Sliding Up an Elliptical Loop

The position, velocity and acceleration vectors of a particle touching the ellipse can be given by $\mathbf{r} \; = \; \binom{3\cos\theta}{2\sin\theta} \hspace{1cm} \mathbf{\dot{r}} \; = \; \binom{-3\sin\theta}{2\cos\theta}\dot{\theta} \hspace{1cm} \mathbf{\ddot{r}} \; = \; \binom{-3\sin\theta}{2\cos\theta}\ddot{\theta} - \binom{3\cos\theta}{2\sin\theta}\dot{\theta}^2$ The normal reaction between the particle and the ellipse will be of the form $\mathbf{R} \; = \; -m\lambda\binom{2\cos\theta}{3\sin\theta}$ where $\lambda > 0$ , and the equation of motion of the particle is $m\mathbf{\ddot{r}} \; = \; \mathbf{R} + \binom{0}{-mg} \hspace{3cm} (\star)$ Taking the scalar product of $(\star)$ with $\binom{-3\sin\theta}{2\cos\theta}$ , we obtain $\begin{aligned} (9\sin^2\theta + 4\cos^2\theta)\ddot{\theta} + 5\sin\theta\cos\theta \dot{\theta}^2 & = \; -2g\cos\theta \\ \frac{d}{d\theta}\left[\tfrac12(9\sin^2\theta + 4\cos^2\theta)\dot{\theta}^2 + 2g\sin\theta\right] & = \; 0 \\ \tfrac12(9\sin^2\theta + 4\cos^2\theta)\dot{\theta}^2 + 2g\sin\theta & = \; \tfrac12v^2 \\ \dot{\theta}^2 & = \; \frac{v^2 - 4g\sin\theta}{4 + 5\sin^2\theta} \end{aligned}$ Taking the scalar product of $(\star)$ with $\binom{2\cos\theta}{3\sin\theta}$ , we obtain that $\lambda \; = \; \frac{3(2\dot{\theta}^2 - g\sin\theta)}{4 + 5\sin^2\theta} \; = \; \frac{3}{(4 + 5\sin^2\theta)^2}\big[ 2v^2 - g\sin\theta(12 + 5\sin^2\theta)\big]$ and hence, to reach the top of the ellipse, we must have $\lambda \ge 0$ throughout the motion, and so $2v^2 \; \ge \; g\sin\theta(12 + 5\sin^2\theta) \hspace{1cm} 0 \le \theta \le \tfrac12\pi$ The RHS of this inequality is an increasing function of $\theta$ , so we want $2v^2 \ge 17g$ , and hence $v \ge \boxed{\sqrt{9.5g} = 9.219544457} \mathrm{m\,s}^{-1}$ .
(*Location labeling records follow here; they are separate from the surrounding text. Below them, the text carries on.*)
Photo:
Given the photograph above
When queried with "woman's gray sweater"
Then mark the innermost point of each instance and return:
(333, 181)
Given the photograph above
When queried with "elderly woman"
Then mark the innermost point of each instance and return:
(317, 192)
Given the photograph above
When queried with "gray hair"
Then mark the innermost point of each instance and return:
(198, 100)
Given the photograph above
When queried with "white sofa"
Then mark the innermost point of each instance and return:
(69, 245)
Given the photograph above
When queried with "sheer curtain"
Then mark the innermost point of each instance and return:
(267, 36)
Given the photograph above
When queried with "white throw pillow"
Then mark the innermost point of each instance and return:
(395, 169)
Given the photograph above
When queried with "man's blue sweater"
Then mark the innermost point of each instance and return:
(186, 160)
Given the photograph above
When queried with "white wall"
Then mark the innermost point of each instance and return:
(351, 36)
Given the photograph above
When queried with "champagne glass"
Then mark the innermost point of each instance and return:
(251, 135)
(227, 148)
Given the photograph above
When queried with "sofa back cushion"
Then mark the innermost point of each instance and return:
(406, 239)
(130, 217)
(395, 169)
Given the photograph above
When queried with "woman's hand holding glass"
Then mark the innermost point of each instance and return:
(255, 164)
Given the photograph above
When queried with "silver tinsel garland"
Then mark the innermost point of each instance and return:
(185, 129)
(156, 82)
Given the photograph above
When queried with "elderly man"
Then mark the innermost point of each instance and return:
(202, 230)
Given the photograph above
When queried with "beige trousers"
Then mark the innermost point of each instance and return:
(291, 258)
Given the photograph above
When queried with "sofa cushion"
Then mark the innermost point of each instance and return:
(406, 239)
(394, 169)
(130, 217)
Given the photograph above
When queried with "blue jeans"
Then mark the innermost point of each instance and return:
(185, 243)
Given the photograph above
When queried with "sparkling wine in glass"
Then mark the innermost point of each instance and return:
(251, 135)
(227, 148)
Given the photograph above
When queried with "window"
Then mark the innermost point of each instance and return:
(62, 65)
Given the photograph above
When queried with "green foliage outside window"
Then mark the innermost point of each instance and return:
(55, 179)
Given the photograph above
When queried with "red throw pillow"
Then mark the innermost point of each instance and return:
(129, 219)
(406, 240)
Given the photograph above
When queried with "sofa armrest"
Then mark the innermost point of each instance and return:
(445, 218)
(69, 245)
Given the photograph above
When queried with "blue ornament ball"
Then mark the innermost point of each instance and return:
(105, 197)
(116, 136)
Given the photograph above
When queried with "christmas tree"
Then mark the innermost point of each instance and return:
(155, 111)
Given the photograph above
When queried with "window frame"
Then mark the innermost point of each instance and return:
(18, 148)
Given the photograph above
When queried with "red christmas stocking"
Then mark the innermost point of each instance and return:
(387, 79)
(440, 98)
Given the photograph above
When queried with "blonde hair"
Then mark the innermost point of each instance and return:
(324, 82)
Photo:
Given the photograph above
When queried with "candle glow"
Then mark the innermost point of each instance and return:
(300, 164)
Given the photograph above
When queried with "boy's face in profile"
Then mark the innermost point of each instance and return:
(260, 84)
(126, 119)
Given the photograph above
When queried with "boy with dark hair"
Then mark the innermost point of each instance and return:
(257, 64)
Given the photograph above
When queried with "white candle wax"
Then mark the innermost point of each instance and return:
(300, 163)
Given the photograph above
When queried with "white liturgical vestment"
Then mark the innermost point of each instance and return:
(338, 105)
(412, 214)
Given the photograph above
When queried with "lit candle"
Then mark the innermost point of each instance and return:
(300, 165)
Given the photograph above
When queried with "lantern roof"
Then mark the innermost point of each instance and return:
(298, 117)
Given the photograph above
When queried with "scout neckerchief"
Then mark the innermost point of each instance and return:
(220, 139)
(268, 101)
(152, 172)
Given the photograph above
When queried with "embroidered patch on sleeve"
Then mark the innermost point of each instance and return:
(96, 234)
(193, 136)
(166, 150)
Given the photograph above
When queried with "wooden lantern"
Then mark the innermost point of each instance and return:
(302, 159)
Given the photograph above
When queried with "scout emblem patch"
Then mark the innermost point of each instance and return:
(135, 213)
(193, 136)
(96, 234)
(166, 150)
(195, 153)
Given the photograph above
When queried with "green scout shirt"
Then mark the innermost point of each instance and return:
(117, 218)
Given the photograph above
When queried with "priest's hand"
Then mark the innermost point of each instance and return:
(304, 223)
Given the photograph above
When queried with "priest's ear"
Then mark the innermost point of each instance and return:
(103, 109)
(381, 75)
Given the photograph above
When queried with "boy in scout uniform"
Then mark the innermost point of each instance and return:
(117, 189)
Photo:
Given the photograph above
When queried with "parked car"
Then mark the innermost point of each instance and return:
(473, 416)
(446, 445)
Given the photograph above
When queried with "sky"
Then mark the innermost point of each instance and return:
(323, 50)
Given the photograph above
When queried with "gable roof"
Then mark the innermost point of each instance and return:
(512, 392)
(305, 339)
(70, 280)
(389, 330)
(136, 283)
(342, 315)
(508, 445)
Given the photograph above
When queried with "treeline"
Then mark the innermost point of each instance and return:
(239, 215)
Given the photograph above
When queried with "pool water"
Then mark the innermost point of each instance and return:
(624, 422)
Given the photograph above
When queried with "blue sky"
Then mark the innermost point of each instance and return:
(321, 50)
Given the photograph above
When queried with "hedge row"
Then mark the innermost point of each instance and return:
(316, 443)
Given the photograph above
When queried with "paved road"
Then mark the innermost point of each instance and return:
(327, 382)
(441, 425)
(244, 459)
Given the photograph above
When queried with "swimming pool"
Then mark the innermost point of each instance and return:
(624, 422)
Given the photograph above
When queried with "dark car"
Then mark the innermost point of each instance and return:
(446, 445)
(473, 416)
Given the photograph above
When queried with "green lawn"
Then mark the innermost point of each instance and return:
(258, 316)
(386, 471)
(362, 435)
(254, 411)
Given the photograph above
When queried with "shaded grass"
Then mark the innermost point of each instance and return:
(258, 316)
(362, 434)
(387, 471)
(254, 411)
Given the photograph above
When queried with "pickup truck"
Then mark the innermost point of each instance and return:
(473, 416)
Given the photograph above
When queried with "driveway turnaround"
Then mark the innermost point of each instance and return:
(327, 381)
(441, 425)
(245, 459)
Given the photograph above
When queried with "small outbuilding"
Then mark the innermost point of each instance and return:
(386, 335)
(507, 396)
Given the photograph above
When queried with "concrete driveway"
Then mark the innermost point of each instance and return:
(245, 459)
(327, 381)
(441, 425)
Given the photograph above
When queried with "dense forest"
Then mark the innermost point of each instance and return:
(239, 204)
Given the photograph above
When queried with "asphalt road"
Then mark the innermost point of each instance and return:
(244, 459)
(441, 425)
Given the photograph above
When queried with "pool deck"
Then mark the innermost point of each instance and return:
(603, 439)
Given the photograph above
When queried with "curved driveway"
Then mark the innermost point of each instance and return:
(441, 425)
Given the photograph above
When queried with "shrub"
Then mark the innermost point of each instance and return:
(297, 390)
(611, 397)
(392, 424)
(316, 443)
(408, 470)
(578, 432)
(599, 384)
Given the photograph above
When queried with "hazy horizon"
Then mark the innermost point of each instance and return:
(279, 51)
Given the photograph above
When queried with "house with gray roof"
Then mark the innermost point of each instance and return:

$\dfrac{x^2}{9}+\dfrac{y^2}{4}=1$ $\text{Taking derivative, }\dfrac{2x}{9}dx+\dfrac{2y}{4}dy=0$ $\dfrac{dy}{dx}=- \dfrac{4x}{9y} \cdots (\star)$

At the highest point, for the particle, $m \textbf{g}+ \textbf{N}_{\text{by loop}} =m \dfrac{d\textbf{v}}{dt}.$ For the particle to reach the top without losing contact with the loop with minimum initial velocity, at the highest point, the value of $\textbf{N}$ should be just negligibly greater than $0$ . So, $\dfrac{d\textbf{v}}{dt}=\textbf{g}.$ Here's how we can find acceleration at the point $(0,2)$ : $dV_x=v(\cos d\theta -1) \approx 0, dV_y =v \sin d\theta \approx v d \theta$ So $\dfrac{d\textbf{v}}{dt}= v \dfrac{d\theta}{dt} =\dfrac{-2v^2}{9}=-g. \text{ (Since } dx/dt=v)$ So $v^2=\dfrac{9g}{2}\implies \boxed{v_0^2=\dfrac{17g}{2}}.$